Entah Freya yang memang tidak paham atau menolak paham. Gadis itu hanya menatap Justin yang tak meliriknya sama sekali. Netra pemuda itu tampak semakin merah. Menular ke maniknya yang mendadak perih.

“Kenapa?”

“Gue ingin lepas dari segala hal yang pernah terjadi di sini. Gue ingin melupakan semuanya.”

“Termasuk gue?”

Tak ada kata yang bisa terucap. Hanya helaan napas penghilang sesak yang terdengar dari mulut pemuda itu.
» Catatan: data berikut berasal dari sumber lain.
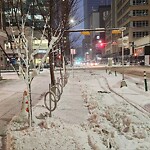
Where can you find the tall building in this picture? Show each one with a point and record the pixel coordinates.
(94, 12)
(89, 7)
(135, 15)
Ia ingin sekali menoleh. Namun ia seakan dikelilingi oleh dinding tinggi yang mengurung diri. Kepalanya bahkan terasa sangat berat hanya untuk memandang wajah Freya.

Freya tak dapat mengalihkan pandangan dari Justin. Rasa sesak mulai menyeruak. Menembus paru-paru lantas merayap ke tenggorokan. Napasnya tercekat. Bahkan untuk menelan saja susah. Ia belum tahu pasti arah pembicaraan Justin. Namun ia yakin ini bukanlah sesuatu yang menyenangkan.

“Gue nggak mungkin bisa lupain lo.”

“Lo bilang semuanya berarti gue termasuk. Pake bahasa Indonesia lo dengan baik. Jangan buat gue bingung.”

“Semuanya, kecuali Freya.”

Sang gadis membuang wajah ke arah lain. Ia mendongak untuk menghalau air mata yang hampir menetes. Tak ada kalimat yang terucap membuat Justin menoleh. Melihat Freya yang berusaha maksimal untuk menghapus air mata yang menderas membuat hatinya perih.

“Katanya lo udah sembuh. Katanya lo udah nggak mikirin itu lagi. Katanya lo udah lupain semuanya. Kenapa lo masih aja pergi dari gue?” ucap Freya dalam satu tarikan napas supaya tak terpotong oleh isakannya. “Lo bohong sama gue?”

Justin mengambil napas panjang. Rambut poninya ia sigar ke belakang. “Ada banyak hal yang nggak kita ketahui di dunia ini, termasuk bagaimana semesta itu bekerja. Ada banyak rahasia yang disimpan Tuhan pada diri masing-masing individu. Rahasia yang hanya mereka dan Tuhan saja yang tahu. Rahasia yang mungkin sampai kapanpun akan menjadi rahasia. Karena nggak semua yang ada di dunia ini perlu dibicarakan.”

Senyum getir terukir di bibir Freya. Pemuda ini belum sembuh dari lukanya. Hanya itu yang bisa ia simpulkan. Selama ini usahanya belum cukup untuk menghapus segala duka yang pernah terjadi. Harus apa lagi? Adakah cara yang benar-benar ampuh untuk menghilangkan kelamnya malam itu?

Merelakan Justin pergi? Apakah itu cara yang tepat? Lalu untuk apa perjuangannya selama ini jika pada akhirnya mereka tetap berpisah?

“Kapan lo pergi?”

“Kurang lebih sebulan lagi.”

“Lo udah janji nggak akan ninggalin gue lagi.”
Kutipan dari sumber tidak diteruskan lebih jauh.